USB Bulk transfer delay

A few years ago I created a UMDF driver that’s used with a CCD camera. An application will do a readfile, the driver will create a new bulk request to allow the read request to be a multiple of the packet size. It pends the original request for later completion and then forwards the newly created request to the input pipe.

In the completion callback, based on the pContext the original request is located in the manual queue and completed.

This has been working fine, however with a recent upgrade to a larger format CCD chip, artifacts are starting to show up in the read data. The artifacts (brighter pixels) occur at regular intervals in the received data every 4MB.

The bulk read itself is for several MB of data that represent a single full frame readout of the CCD pixels. The hardware has limited buffering available (4KB) and reads data out of the chip based on the clocks the USB chip on the device generates. The current feeling is that after 4MB of transfer, the host usb chip clock is halted for a small amount of time before resuming transfer which causes artifacts on the following few pixels read.

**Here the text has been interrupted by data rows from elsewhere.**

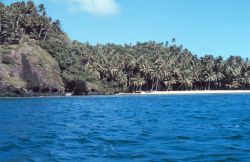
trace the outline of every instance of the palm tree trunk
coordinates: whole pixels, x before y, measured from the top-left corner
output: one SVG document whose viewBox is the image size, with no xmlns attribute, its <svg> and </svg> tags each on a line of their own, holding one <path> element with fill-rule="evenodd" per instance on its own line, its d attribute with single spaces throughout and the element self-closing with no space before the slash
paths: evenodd
<svg viewBox="0 0 250 162">
<path fill-rule="evenodd" d="M 41 35 L 42 35 L 42 26 L 40 26 L 40 31 L 39 31 L 39 36 L 38 36 L 38 38 L 40 39 L 41 38 Z"/>
<path fill-rule="evenodd" d="M 20 22 L 20 16 L 18 16 L 17 21 L 16 21 L 16 28 L 19 28 L 19 22 Z"/>
<path fill-rule="evenodd" d="M 156 79 L 156 83 L 155 84 L 156 84 L 155 85 L 155 90 L 158 91 L 158 86 L 159 86 L 159 80 L 158 79 Z"/>
<path fill-rule="evenodd" d="M 127 87 L 130 87 L 130 75 L 128 75 L 128 85 L 127 85 Z"/>
<path fill-rule="evenodd" d="M 151 87 L 151 91 L 154 90 L 154 84 L 155 84 L 155 78 L 153 78 L 153 82 L 152 82 L 152 87 Z"/>
<path fill-rule="evenodd" d="M 0 32 L 2 31 L 2 19 L 0 18 Z"/>
<path fill-rule="evenodd" d="M 170 84 L 170 83 L 168 83 L 168 89 L 167 89 L 167 91 L 169 91 L 169 89 L 170 89 L 170 86 L 171 86 L 171 84 Z"/>
</svg>

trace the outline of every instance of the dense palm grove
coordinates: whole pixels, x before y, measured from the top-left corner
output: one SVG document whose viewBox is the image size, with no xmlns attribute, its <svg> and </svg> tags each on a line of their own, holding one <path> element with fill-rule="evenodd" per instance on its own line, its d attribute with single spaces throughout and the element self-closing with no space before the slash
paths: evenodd
<svg viewBox="0 0 250 162">
<path fill-rule="evenodd" d="M 0 2 L 0 45 L 23 42 L 39 45 L 58 61 L 65 85 L 83 80 L 105 93 L 250 89 L 250 62 L 240 56 L 199 58 L 174 39 L 123 46 L 71 42 L 44 5 Z"/>
</svg>

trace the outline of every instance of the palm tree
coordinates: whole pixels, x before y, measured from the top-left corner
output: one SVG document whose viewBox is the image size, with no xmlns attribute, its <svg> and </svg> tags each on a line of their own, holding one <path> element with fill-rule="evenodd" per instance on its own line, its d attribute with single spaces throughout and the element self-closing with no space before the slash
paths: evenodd
<svg viewBox="0 0 250 162">
<path fill-rule="evenodd" d="M 141 91 L 142 86 L 144 84 L 146 84 L 146 81 L 143 78 L 141 78 L 140 76 L 136 76 L 134 78 L 131 78 L 131 83 L 132 83 L 135 91 Z"/>
<path fill-rule="evenodd" d="M 119 73 L 117 76 L 117 82 L 119 83 L 119 85 L 122 87 L 123 91 L 125 89 L 127 89 L 127 76 L 124 73 Z"/>
<path fill-rule="evenodd" d="M 206 55 L 201 58 L 203 64 L 202 77 L 206 83 L 205 89 L 211 89 L 211 83 L 215 82 L 216 74 L 214 73 L 214 57 L 212 55 Z"/>
<path fill-rule="evenodd" d="M 38 11 L 39 11 L 40 13 L 42 13 L 42 16 L 46 16 L 45 7 L 44 7 L 43 4 L 40 4 L 40 5 L 38 6 Z"/>
</svg>

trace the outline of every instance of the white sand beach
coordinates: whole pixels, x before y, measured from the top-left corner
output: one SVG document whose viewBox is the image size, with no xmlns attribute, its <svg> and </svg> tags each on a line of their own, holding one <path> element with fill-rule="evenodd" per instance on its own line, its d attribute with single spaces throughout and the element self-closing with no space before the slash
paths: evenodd
<svg viewBox="0 0 250 162">
<path fill-rule="evenodd" d="M 119 93 L 118 95 L 175 95 L 175 94 L 244 94 L 250 90 L 197 90 L 197 91 L 142 91 L 138 93 Z"/>
</svg>

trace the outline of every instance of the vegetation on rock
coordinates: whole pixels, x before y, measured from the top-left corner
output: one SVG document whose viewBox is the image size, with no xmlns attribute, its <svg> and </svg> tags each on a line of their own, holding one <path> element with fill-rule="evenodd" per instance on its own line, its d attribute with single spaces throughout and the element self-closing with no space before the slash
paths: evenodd
<svg viewBox="0 0 250 162">
<path fill-rule="evenodd" d="M 6 52 L 5 46 L 0 50 L 0 89 L 26 89 L 23 96 L 29 95 L 29 91 L 40 94 L 64 92 L 59 66 L 44 49 L 28 43 L 8 45 L 7 49 L 9 53 L 1 52 Z"/>
</svg>

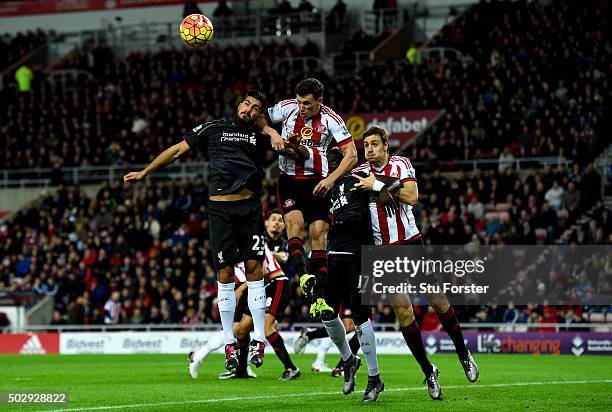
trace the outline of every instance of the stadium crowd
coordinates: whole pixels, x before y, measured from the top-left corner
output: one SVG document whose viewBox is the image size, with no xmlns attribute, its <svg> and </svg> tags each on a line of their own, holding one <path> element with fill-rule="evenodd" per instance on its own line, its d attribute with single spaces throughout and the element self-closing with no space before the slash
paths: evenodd
<svg viewBox="0 0 612 412">
<path fill-rule="evenodd" d="M 325 102 L 338 113 L 445 109 L 443 121 L 408 149 L 414 159 L 564 156 L 584 166 L 612 132 L 604 121 L 612 50 L 599 26 L 609 4 L 590 3 L 479 4 L 430 44 L 456 48 L 463 59 L 365 62 L 333 76 L 306 70 L 326 84 Z M 482 27 L 494 35 L 481 38 Z M 343 51 L 372 41 L 380 39 L 358 30 Z M 61 67 L 93 79 L 38 72 L 30 93 L 10 82 L 0 90 L 0 144 L 7 148 L 0 169 L 148 162 L 191 125 L 231 115 L 250 87 L 265 90 L 270 101 L 293 96 L 305 75 L 302 61 L 279 57 L 319 55 L 308 41 L 213 43 L 119 59 L 104 42 L 88 42 Z"/>
<path fill-rule="evenodd" d="M 2 62 L 0 71 L 18 62 L 53 37 L 55 37 L 54 32 L 45 32 L 41 29 L 28 30 L 25 33 L 19 32 L 15 35 L 4 33 L 0 36 L 0 62 Z"/>
<path fill-rule="evenodd" d="M 482 3 L 431 43 L 457 48 L 463 60 L 369 62 L 350 76 L 315 68 L 309 74 L 326 84 L 326 103 L 339 113 L 446 110 L 408 149 L 413 160 L 428 161 L 417 168 L 415 208 L 428 242 L 610 244 L 612 218 L 592 165 L 611 132 L 604 121 L 611 49 L 598 26 L 609 7 L 595 0 Z M 355 36 L 351 47 L 359 47 Z M 122 60 L 104 43 L 88 43 L 62 67 L 91 76 L 47 79 L 37 72 L 29 93 L 4 82 L 0 169 L 149 162 L 192 125 L 232 115 L 250 87 L 274 100 L 293 96 L 302 66 L 276 60 L 318 55 L 312 42 L 213 43 Z M 523 156 L 575 163 L 521 173 L 505 167 Z M 504 162 L 473 174 L 443 175 L 435 167 L 436 160 L 474 158 Z M 266 182 L 264 211 L 275 206 L 275 193 L 275 182 Z M 0 289 L 56 296 L 54 323 L 217 322 L 206 199 L 201 177 L 133 187 L 113 182 L 92 198 L 60 186 L 0 226 Z M 294 280 L 285 326 L 306 320 L 305 309 Z M 544 302 L 509 302 L 460 317 L 512 323 L 569 313 Z M 571 313 L 578 318 L 583 310 Z M 394 314 L 379 308 L 376 319 L 392 322 Z"/>
<path fill-rule="evenodd" d="M 610 244 L 610 211 L 589 191 L 596 178 L 577 165 L 523 177 L 511 169 L 473 177 L 423 174 L 415 216 L 434 244 Z M 265 213 L 275 207 L 275 193 L 274 182 L 266 182 Z M 0 227 L 0 289 L 56 296 L 60 323 L 104 323 L 105 305 L 112 314 L 107 323 L 217 322 L 207 195 L 202 177 L 135 186 L 116 181 L 93 198 L 60 186 Z M 593 204 L 583 229 L 571 232 L 569 209 Z M 293 279 L 284 326 L 306 321 L 306 314 Z M 476 307 L 461 316 L 481 315 Z M 380 308 L 376 318 L 388 322 L 394 315 Z"/>
</svg>

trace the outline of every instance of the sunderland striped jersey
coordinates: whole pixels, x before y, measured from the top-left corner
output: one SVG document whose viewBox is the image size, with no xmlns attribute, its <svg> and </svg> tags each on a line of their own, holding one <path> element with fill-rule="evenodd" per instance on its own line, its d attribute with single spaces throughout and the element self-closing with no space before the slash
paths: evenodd
<svg viewBox="0 0 612 412">
<path fill-rule="evenodd" d="M 263 265 L 264 279 L 270 280 L 275 277 L 283 275 L 283 270 L 276 261 L 276 258 L 272 254 L 272 251 L 268 248 L 268 244 L 265 244 L 266 259 Z M 236 263 L 234 265 L 234 274 L 236 275 L 236 283 L 246 282 L 246 270 L 244 262 Z"/>
<path fill-rule="evenodd" d="M 375 175 L 399 177 L 402 183 L 416 181 L 414 168 L 405 157 L 391 156 L 385 166 L 376 169 L 365 162 L 352 170 L 352 173 L 362 172 L 367 175 L 370 172 Z M 398 213 L 393 217 L 387 216 L 384 207 L 375 197 L 370 198 L 370 216 L 372 218 L 372 231 L 374 233 L 375 245 L 389 245 L 402 243 L 404 241 L 416 240 L 421 237 L 416 226 L 412 206 L 400 203 Z"/>
<path fill-rule="evenodd" d="M 279 156 L 278 167 L 290 176 L 326 177 L 329 144 L 335 140 L 338 146 L 344 146 L 353 141 L 344 120 L 327 106 L 321 106 L 315 117 L 304 119 L 296 99 L 283 100 L 268 109 L 268 116 L 272 123 L 283 122 L 284 138 L 294 133 L 302 136 L 301 144 L 310 152 L 310 157 L 302 162 Z"/>
</svg>

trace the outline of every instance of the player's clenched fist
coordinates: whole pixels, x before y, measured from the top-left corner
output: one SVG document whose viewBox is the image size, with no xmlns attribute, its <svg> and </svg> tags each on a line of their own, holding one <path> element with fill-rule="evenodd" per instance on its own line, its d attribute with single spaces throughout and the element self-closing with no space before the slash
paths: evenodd
<svg viewBox="0 0 612 412">
<path fill-rule="evenodd" d="M 130 172 L 123 176 L 123 182 L 127 183 L 131 180 L 142 180 L 147 174 L 143 171 L 140 172 Z"/>
</svg>

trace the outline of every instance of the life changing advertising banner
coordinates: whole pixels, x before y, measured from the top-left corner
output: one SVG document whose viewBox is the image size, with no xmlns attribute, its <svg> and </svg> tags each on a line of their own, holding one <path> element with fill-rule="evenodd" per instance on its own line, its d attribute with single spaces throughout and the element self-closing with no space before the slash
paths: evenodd
<svg viewBox="0 0 612 412">
<path fill-rule="evenodd" d="M 107 332 L 62 333 L 59 352 L 62 354 L 187 354 L 206 344 L 216 332 Z M 282 332 L 285 345 L 293 347 L 298 332 Z M 522 353 L 554 355 L 612 355 L 612 333 L 596 332 L 465 332 L 464 337 L 472 353 Z M 423 333 L 429 354 L 454 353 L 453 342 L 444 332 Z M 323 342 L 317 339 L 308 344 L 306 353 L 317 353 Z M 399 332 L 376 333 L 380 354 L 410 354 Z M 273 350 L 268 345 L 267 352 Z M 332 346 L 332 353 L 337 353 Z M 217 353 L 222 353 L 219 349 Z"/>
<path fill-rule="evenodd" d="M 44 354 L 186 354 L 204 345 L 217 332 L 76 332 L 22 333 L 0 335 L 0 353 Z M 299 332 L 282 332 L 285 345 L 293 347 Z M 465 332 L 472 353 L 518 353 L 553 355 L 612 355 L 612 333 L 603 332 Z M 444 332 L 423 332 L 430 354 L 454 353 L 453 342 Z M 323 339 L 308 344 L 306 353 L 315 354 Z M 376 333 L 380 354 L 410 354 L 399 332 Z M 273 356 L 270 346 L 267 352 Z M 337 353 L 332 346 L 332 353 Z M 222 353 L 219 349 L 217 353 Z"/>
</svg>

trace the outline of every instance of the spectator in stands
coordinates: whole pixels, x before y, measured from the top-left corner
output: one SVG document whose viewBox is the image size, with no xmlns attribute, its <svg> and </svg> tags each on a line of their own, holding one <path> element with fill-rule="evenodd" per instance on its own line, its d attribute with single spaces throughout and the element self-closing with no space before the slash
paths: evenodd
<svg viewBox="0 0 612 412">
<path fill-rule="evenodd" d="M 220 1 L 219 2 L 219 6 L 217 6 L 217 9 L 219 7 L 221 7 L 221 3 L 225 3 L 225 1 Z M 226 5 L 227 7 L 227 5 Z M 215 10 L 216 12 L 216 10 Z M 194 1 L 194 0 L 186 0 L 185 1 L 185 6 L 183 7 L 183 17 L 187 17 L 190 14 L 202 14 L 202 10 L 200 10 L 200 7 L 198 6 L 198 2 Z M 216 17 L 216 15 L 215 15 Z"/>
<path fill-rule="evenodd" d="M 569 213 L 570 221 L 574 222 L 580 213 L 580 190 L 574 182 L 569 182 L 567 190 L 561 196 L 561 208 Z"/>
<path fill-rule="evenodd" d="M 278 7 L 272 10 L 273 14 L 279 15 L 288 15 L 294 12 L 295 10 L 293 9 L 293 6 L 291 6 L 289 0 L 281 0 L 281 2 L 278 4 Z"/>
<path fill-rule="evenodd" d="M 346 16 L 346 3 L 343 0 L 336 0 L 336 4 L 331 8 L 327 15 L 327 26 L 330 32 L 343 32 L 344 17 Z"/>
<path fill-rule="evenodd" d="M 508 302 L 508 308 L 504 311 L 503 323 L 515 324 L 519 319 L 519 312 L 514 306 L 514 302 Z"/>
<path fill-rule="evenodd" d="M 478 196 L 472 196 L 467 206 L 467 211 L 474 216 L 476 220 L 482 220 L 484 218 L 484 205 L 478 200 Z"/>
<path fill-rule="evenodd" d="M 53 311 L 53 316 L 51 318 L 51 325 L 67 325 L 68 322 L 66 322 L 66 319 L 64 319 L 64 316 L 62 316 L 61 312 L 59 310 L 54 310 Z"/>
<path fill-rule="evenodd" d="M 551 209 L 558 211 L 561 209 L 561 199 L 563 198 L 563 188 L 559 185 L 559 181 L 555 180 L 553 185 L 544 196 Z"/>
<path fill-rule="evenodd" d="M 20 93 L 28 93 L 32 89 L 32 80 L 34 79 L 34 73 L 25 64 L 21 65 L 15 71 L 15 80 L 19 86 Z"/>
<path fill-rule="evenodd" d="M 317 9 L 315 8 L 315 6 L 313 6 L 312 3 L 308 0 L 300 0 L 300 4 L 298 4 L 297 7 L 297 11 L 300 13 L 312 14 L 316 10 Z"/>
<path fill-rule="evenodd" d="M 104 323 L 107 325 L 117 324 L 121 320 L 120 293 L 114 291 L 104 304 Z"/>
<path fill-rule="evenodd" d="M 213 16 L 221 19 L 227 19 L 234 14 L 234 11 L 229 8 L 225 0 L 221 0 L 215 10 Z"/>
<path fill-rule="evenodd" d="M 7 326 L 11 326 L 11 321 L 9 320 L 6 313 L 0 312 L 0 328 L 5 328 Z"/>
<path fill-rule="evenodd" d="M 509 147 L 504 147 L 503 152 L 499 155 L 499 171 L 504 172 L 508 167 L 514 165 L 514 156 Z"/>
</svg>

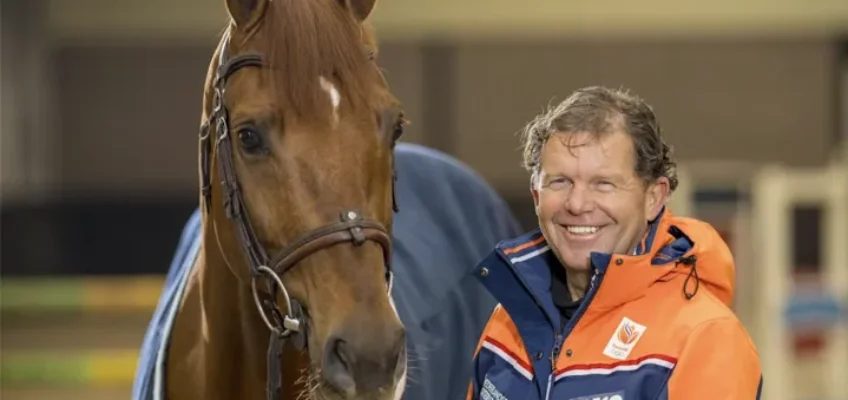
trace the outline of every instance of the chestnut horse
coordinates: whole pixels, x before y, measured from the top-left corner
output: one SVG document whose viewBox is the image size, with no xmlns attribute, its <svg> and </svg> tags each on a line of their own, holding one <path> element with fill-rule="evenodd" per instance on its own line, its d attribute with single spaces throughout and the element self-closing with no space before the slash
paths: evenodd
<svg viewBox="0 0 848 400">
<path fill-rule="evenodd" d="M 133 399 L 464 396 L 495 305 L 471 270 L 520 227 L 469 168 L 395 146 L 403 114 L 364 23 L 374 1 L 227 0 L 200 208 Z"/>
<path fill-rule="evenodd" d="M 374 2 L 226 1 L 203 99 L 202 244 L 159 360 L 167 398 L 401 397 L 388 290 L 405 120 L 373 60 Z"/>
</svg>

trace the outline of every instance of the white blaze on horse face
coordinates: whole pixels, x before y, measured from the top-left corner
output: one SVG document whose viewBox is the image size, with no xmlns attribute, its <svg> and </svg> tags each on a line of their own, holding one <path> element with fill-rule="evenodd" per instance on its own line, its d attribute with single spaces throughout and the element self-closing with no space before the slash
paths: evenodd
<svg viewBox="0 0 848 400">
<path fill-rule="evenodd" d="M 321 89 L 324 89 L 328 95 L 330 95 L 330 102 L 333 104 L 333 118 L 338 121 L 339 119 L 339 104 L 342 102 L 342 95 L 339 94 L 339 90 L 333 85 L 332 82 L 324 78 L 323 76 L 319 78 L 321 81 Z"/>
</svg>

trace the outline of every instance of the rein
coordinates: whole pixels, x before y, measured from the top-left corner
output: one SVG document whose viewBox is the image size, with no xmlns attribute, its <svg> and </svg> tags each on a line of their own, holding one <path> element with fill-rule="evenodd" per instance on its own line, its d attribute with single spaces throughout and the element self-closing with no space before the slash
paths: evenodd
<svg viewBox="0 0 848 400">
<path fill-rule="evenodd" d="M 383 249 L 383 259 L 386 270 L 386 281 L 391 293 L 392 242 L 389 232 L 379 222 L 368 219 L 356 210 L 343 210 L 339 219 L 313 230 L 304 232 L 282 250 L 269 257 L 268 251 L 259 242 L 256 232 L 250 223 L 241 186 L 235 172 L 233 145 L 230 135 L 229 111 L 224 104 L 227 79 L 235 72 L 245 67 L 265 68 L 267 65 L 258 54 L 243 54 L 228 58 L 227 48 L 230 42 L 229 29 L 224 33 L 218 57 L 218 66 L 213 81 L 213 109 L 209 119 L 200 129 L 200 164 L 201 164 L 201 193 L 206 210 L 212 205 L 212 185 L 210 173 L 210 158 L 213 156 L 211 142 L 211 127 L 217 134 L 215 149 L 220 179 L 222 183 L 223 206 L 228 219 L 232 220 L 238 232 L 238 239 L 250 266 L 250 287 L 253 300 L 259 315 L 270 330 L 270 341 L 267 353 L 267 399 L 280 398 L 282 387 L 282 372 L 280 368 L 283 346 L 287 339 L 303 350 L 307 346 L 307 313 L 301 304 L 289 296 L 280 278 L 294 268 L 301 260 L 322 249 L 341 243 L 351 243 L 361 246 L 366 241 L 374 241 Z M 214 124 L 214 125 L 213 125 Z M 396 176 L 393 174 L 393 177 Z M 397 211 L 392 186 L 393 209 Z M 265 290 L 260 290 L 258 283 L 265 281 Z M 278 294 L 285 301 L 283 313 L 276 301 Z"/>
</svg>

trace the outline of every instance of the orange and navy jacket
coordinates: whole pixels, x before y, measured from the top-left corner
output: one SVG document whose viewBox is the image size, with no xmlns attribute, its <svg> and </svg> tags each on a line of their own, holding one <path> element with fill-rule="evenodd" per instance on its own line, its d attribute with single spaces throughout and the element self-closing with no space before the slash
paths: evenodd
<svg viewBox="0 0 848 400">
<path fill-rule="evenodd" d="M 539 230 L 477 265 L 499 304 L 467 400 L 760 398 L 759 356 L 729 308 L 733 258 L 709 224 L 663 210 L 633 254 L 591 262 L 566 324 L 550 293 L 550 268 L 562 267 Z"/>
</svg>

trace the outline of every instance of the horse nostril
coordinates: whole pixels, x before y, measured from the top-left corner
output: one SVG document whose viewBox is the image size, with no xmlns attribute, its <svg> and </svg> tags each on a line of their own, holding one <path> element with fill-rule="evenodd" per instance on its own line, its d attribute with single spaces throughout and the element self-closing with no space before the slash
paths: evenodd
<svg viewBox="0 0 848 400">
<path fill-rule="evenodd" d="M 347 327 L 324 348 L 321 376 L 327 386 L 351 397 L 385 391 L 406 372 L 406 337 L 395 324 Z M 352 333 L 351 333 L 352 332 Z"/>
<path fill-rule="evenodd" d="M 333 347 L 335 347 L 334 351 L 336 352 L 336 357 L 339 358 L 339 361 L 341 361 L 345 366 L 349 367 L 350 366 L 350 360 L 348 360 L 348 358 L 347 358 L 348 356 L 347 356 L 347 351 L 345 351 L 345 346 L 346 346 L 345 341 L 338 339 L 338 340 L 336 340 L 336 345 L 333 346 Z"/>
<path fill-rule="evenodd" d="M 324 379 L 342 392 L 355 392 L 356 382 L 351 368 L 353 361 L 344 340 L 330 340 L 324 349 Z"/>
</svg>

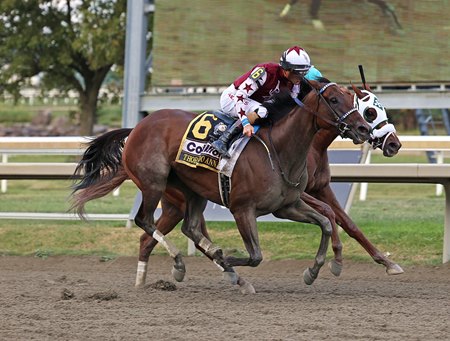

After a bit of searching, I found the following link on the MS website

http://msdn.microsoft.com/en-us/library/windows/hardware/ff538112(v=vs.85).aspx

which notes transfer sizes for high speed devices on windows 7 are limited to 4MB. It may be a coincidence, but this ties up with the amount of data transfered before each cycle of the artifacts occur. Perhaps due to the latency involved in setting up another transfer?

Assuming this is indeed the issue (suggestions welcome if you think it may be something else), can anyone suggest a way to work around this? I considered a switch to Isochronous, but the loss of guaranteed delivery makes this unsuitable.

If something below the UMDF code is splitting the 12+MB transfer into 3+ transfers, is there any way to allow the next transfer to begin prior to the previous transfer been ack’d?

Driver and firmware can be modified as needed, the only thing that’s not really an option is hardware changes, such as adding RAM to pre-buffer the entire CCD frame prior to sending, such that any USB delays wouldn’t impact the data readout.

Regards,

Gary

Are you only pending one read at a time? Try pending a few to make sure there is always a read pending. This way the underlying implementation of how a transfer is split up doesn’t matter, there is always another transfer ready to go to put on the schedule.

d

-----Original Message-----
From: xxxxx@lists.osr.com [mailto:xxxxx@lists.osr.com] On Behalf Of xxxxx@figmentgames.com
Sent: Friday, December 19, 2014 10:06 AM
To: Windows System Software Devs Interest List
Subject: [ntdev] USB Bulk transfer delay

A few years ago I created a UMDF driver that’s used with a CCD camera. An application will do a readfile, the driver will create a new bulk request to allow the read request to be a multiple of the packet size. It pends the original request for later completion and then forwards the newly created request to the input pipe.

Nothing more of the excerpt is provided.